Dans la vidéo, Ana Leyla apparaît en train de balayer le devant de sa maison, une construction en blocs inachevée qu'elle décrit elle-même comme sa « petite maison humble ». Loin d'être gênée, elle revendique ces images comme un symbole de quelque chose de plus grand : « Ces plans où on me voit simplement balayer le devant de ma maison crient survie, respect, effort, dévouement et bien d'autres choses encore ».
La jeune mère reconnaît que montrer un logement inachevé l'expose aux moqueries, mais elle en fait preuve avec fierté. « Beaucoup pensent que je fais le ridicule sur les réseaux sociaux parce que je montre une maison qui n'est faite que de parpaings ou simplement parce que je révèle la réalité de la façon dont moi et des milliers de Cubains vivons », souligne-t-elle.
Son message n'est pas une condamnation envers d'autres femmes. « Je respecte la décision de chacun, je ne parle pas mal de ceux qui se consacrent à ce genre de choses », précise-t-elle. Ce qu'elle revendique, c'est son propre choix : « Je choisis la vie qui m'est donnée, je me bats pour mon fils du mieux que je peux, fière de ce que je suis aujourd'hui. »
Le vidéo d'Ana Leyla arrive à un moment où le préjugé à l'égard des jeunes Cubaines possédant des biens propres s'est intensifié.

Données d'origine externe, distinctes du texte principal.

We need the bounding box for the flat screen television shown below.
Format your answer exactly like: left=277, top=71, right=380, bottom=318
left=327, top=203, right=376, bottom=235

La crise économique a fait exploser le jineterisme comme moyen de survie face à des salaires d'État qui ne dépassent pas 20 dollars par mois, tandis que le prix moyen d'un logement sur le marché informel avoisine les 109,998 dollars. Cet écart rend suspecte toute jeune femme capable de posséder sa propre maison.
La crise du logement à Cuba aggrave le contexte : le pays accuse un déficit officiel de plus de 929 000 logements, 35 % du parc immobilier se trouve dans un état moyen ou mauvais, et en 2025, seulement 22 % du plan annuel de construction a été réalisé.

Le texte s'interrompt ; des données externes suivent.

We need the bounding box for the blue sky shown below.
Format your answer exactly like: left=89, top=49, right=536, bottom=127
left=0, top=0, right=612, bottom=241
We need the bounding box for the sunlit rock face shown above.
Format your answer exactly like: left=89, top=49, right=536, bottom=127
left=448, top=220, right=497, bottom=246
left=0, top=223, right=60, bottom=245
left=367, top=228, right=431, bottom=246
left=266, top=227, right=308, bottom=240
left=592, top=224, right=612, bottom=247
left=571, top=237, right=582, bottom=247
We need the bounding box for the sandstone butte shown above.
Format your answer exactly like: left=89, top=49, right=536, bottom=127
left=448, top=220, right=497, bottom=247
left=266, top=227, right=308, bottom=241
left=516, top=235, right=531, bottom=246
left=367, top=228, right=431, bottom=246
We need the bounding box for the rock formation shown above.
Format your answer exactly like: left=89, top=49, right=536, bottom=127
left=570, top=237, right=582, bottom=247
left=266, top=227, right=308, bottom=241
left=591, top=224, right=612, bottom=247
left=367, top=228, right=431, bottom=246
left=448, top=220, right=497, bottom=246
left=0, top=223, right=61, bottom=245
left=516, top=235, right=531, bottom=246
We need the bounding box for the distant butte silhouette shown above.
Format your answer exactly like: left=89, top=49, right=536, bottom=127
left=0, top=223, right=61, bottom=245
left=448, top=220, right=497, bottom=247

Ce type de réponses sur les réseaux sociaux est devenu récurrent. En mai dernier, la cubaine Yare Grau a déclaré qu'elle sortirait pour « défendre les jineteras de Cuba », et ce même mois une autre cubaine a répondu à des hommes qui la qualifiaient de jinetera. Le cas d'Ana Leyla se distingue car elle ne défend pas le jineterisme, mais revendique l'approche opposée : l'effort honnête et une vie sans apparences.
«J'aime la douleur qui me fait grandir et je ne suis pas parfaite, en fait personne ne l'est», conclut la jeune femme, dont la vidéo a accumulé plus de 17 500 vues et a généré des dizaines de commentaires de soutien.